Claro que no começo não terás sono ou dormirás demais. Fumarás muito, também, e talvez até mesmo te permitas tomar alguns desses comprimidos para disfarçar a dor. Claro que no começo, pouco depois de acordar, olhando à tua volta a paisagem de todo dia, sentirás atravessada não sabes se na garganta ou no peito ou na mente - e não importa - essa coisa que chamarás com cuidado, de “uma ausência”. E haverá momentos em que esse osso duro se transformará numa espécie de coroa de arame farpado sobre tua cabeça, em garras, ratoeira e tenazes no teu coração. Atravessarás o dia fazendo coisas como tirar a poeira de livros antigos e velhos discos, como se não houvesse nada mais importante a fazer. E caminharás devagar pela casa, molhando as plantas e abrindo janelas para que sopre esse vento que deve levar embora memórias e cansaços.
Contarás nos dedos os dias que faltam para que termine o ano, não são muitos, pensarás com alívio. E morbidamente talvez enumeres todas as vezes que a loucura, a morte, a fome, a doença, a violência e o desespero roçaram teus ombros e os de teus amigos. Serão tantas que desistirás de contar. Então fingirás - aplicadamente, fingirás acreditar que no próximo ano tudo será diferente, que as coisas sempre se renovam. Embora saibas que há perdas realmente irreparáveis e que um braço amputado jamais se reconstituirá sozinho.

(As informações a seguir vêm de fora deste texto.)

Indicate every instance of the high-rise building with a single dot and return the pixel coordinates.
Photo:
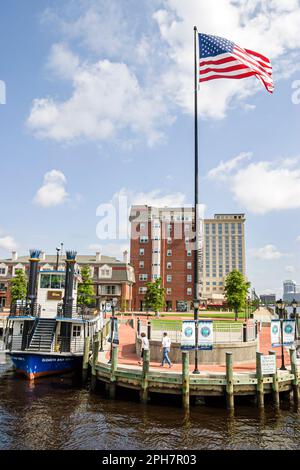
(290, 291)
(162, 246)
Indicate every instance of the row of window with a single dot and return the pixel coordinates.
(144, 277)
(157, 251)
(143, 290)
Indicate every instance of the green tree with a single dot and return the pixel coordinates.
(236, 291)
(18, 286)
(155, 296)
(85, 294)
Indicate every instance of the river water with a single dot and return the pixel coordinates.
(58, 413)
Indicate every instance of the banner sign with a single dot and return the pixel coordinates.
(288, 329)
(188, 336)
(275, 333)
(268, 364)
(206, 335)
(115, 330)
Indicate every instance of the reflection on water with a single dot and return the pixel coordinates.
(56, 413)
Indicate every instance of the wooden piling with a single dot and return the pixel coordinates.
(229, 381)
(260, 381)
(295, 382)
(94, 362)
(275, 385)
(86, 356)
(185, 379)
(113, 368)
(144, 394)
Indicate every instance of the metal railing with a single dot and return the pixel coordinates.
(17, 310)
(59, 344)
(65, 344)
(222, 332)
(77, 312)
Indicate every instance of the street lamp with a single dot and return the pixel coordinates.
(196, 318)
(280, 305)
(114, 303)
(294, 306)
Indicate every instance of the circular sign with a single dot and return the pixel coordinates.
(205, 331)
(188, 331)
(288, 329)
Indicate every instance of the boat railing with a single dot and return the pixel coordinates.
(82, 313)
(66, 344)
(24, 310)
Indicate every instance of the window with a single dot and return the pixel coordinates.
(45, 281)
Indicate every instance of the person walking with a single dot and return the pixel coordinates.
(166, 346)
(145, 346)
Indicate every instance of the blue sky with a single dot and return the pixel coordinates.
(99, 104)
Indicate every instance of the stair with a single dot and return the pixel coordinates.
(43, 335)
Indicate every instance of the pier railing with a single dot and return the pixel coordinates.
(223, 332)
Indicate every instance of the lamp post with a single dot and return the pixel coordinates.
(281, 306)
(196, 318)
(294, 307)
(114, 302)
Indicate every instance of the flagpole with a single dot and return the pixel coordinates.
(196, 269)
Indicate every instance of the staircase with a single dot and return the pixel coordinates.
(43, 335)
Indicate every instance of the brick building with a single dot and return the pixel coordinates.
(162, 245)
(111, 277)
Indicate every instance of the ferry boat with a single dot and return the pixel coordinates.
(45, 334)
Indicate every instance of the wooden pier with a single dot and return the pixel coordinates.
(148, 380)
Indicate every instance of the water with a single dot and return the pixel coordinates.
(57, 413)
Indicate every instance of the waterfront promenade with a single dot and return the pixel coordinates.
(127, 352)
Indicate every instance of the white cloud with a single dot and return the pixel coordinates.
(263, 186)
(267, 253)
(8, 243)
(53, 192)
(146, 74)
(224, 168)
(290, 269)
(107, 99)
(110, 249)
(246, 23)
(156, 198)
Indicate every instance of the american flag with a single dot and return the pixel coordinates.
(220, 58)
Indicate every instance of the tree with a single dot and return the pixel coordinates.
(236, 291)
(18, 286)
(85, 294)
(155, 296)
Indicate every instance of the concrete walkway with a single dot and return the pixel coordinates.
(127, 354)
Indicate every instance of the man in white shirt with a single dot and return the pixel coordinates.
(145, 345)
(166, 345)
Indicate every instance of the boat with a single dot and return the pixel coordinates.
(45, 334)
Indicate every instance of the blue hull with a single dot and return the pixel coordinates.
(43, 364)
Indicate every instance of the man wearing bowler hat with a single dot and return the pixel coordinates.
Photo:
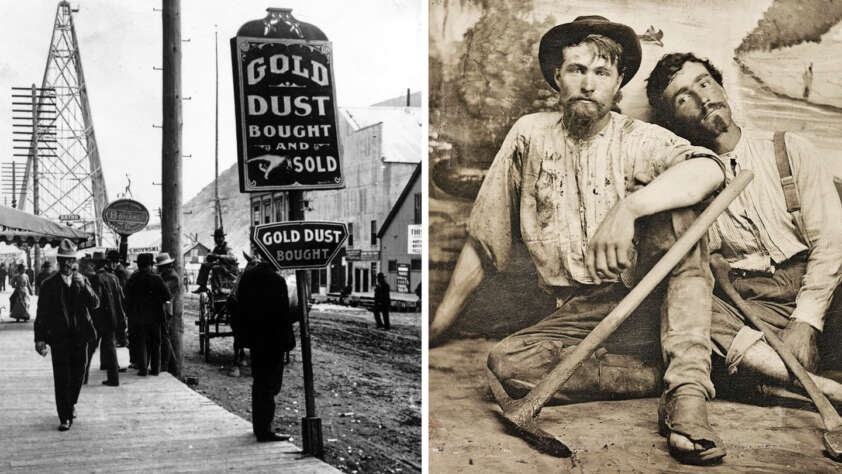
(108, 318)
(146, 294)
(598, 198)
(63, 321)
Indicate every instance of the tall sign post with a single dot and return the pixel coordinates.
(288, 140)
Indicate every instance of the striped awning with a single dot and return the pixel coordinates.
(18, 227)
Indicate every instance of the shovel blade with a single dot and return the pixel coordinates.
(833, 444)
(541, 440)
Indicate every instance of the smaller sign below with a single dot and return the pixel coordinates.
(370, 255)
(415, 241)
(403, 278)
(300, 244)
(125, 216)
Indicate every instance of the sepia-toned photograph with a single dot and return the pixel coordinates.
(635, 236)
(211, 236)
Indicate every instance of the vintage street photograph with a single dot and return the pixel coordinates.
(635, 236)
(212, 236)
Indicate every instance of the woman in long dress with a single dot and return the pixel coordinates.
(19, 300)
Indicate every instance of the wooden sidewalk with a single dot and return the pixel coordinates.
(149, 424)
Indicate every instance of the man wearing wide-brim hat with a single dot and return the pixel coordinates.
(63, 322)
(575, 185)
(220, 265)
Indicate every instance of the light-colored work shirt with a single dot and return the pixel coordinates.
(553, 191)
(756, 231)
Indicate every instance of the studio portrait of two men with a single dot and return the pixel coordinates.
(636, 235)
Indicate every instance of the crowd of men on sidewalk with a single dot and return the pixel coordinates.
(94, 302)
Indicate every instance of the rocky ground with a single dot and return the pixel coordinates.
(368, 386)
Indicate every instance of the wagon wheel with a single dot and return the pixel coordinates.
(203, 323)
(207, 309)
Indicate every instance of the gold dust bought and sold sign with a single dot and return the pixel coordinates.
(287, 132)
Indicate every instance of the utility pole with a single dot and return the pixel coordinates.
(171, 184)
(216, 206)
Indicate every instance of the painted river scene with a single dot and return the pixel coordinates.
(782, 72)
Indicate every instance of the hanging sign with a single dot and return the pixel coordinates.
(287, 133)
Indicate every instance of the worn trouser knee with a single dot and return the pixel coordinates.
(601, 376)
(686, 310)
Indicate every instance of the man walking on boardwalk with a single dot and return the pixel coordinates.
(107, 318)
(263, 306)
(63, 321)
(166, 269)
(146, 294)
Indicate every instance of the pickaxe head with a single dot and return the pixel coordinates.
(521, 421)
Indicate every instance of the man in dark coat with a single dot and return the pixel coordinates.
(263, 306)
(3, 275)
(107, 318)
(166, 269)
(113, 267)
(46, 271)
(63, 322)
(146, 294)
(382, 302)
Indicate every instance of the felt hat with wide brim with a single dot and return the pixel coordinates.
(554, 40)
(163, 258)
(145, 259)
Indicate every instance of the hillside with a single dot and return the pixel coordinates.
(198, 213)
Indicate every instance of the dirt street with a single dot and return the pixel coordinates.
(368, 386)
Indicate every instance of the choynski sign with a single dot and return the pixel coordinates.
(287, 134)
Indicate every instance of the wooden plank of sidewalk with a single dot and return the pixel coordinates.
(151, 424)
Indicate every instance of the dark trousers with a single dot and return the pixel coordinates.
(107, 355)
(148, 350)
(384, 323)
(267, 371)
(69, 363)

Achando graça, pensarás com inveja na largatixa, regenerando sua própria cauda cortada. Mas no espelho cru, os teus olhos já não acham graça.
Tão longe ficou o tempo, esse, e pensarás, no tempo, naquele, e sentirás uma vontade absurda de tomar atitudes como voltar para a casa de teus avós ou teus pais ou tomar um trem para um lugar desconhecido ou telefonar para um número qualquer (e contar, contar, contar) ou escrever uma carta tão desesperada que alguém se compadeça de ti e corra a te socorrer com chás e bolos, ajeitando as cobertas à tua volta e limpando o suor frio de tua testa.
Já não é tempo de desesperos. Refreias quase seguro as vontades impossíveis. Depois repetes, muitas vezes, como quem masca, ruminas uma frase escrita faz algum tempo. Qualquer coisa assim:
- Mastiga a ameixa frouxa. Mastiga, mastiga, mastiga: inventa o gosto insípido na boca seca.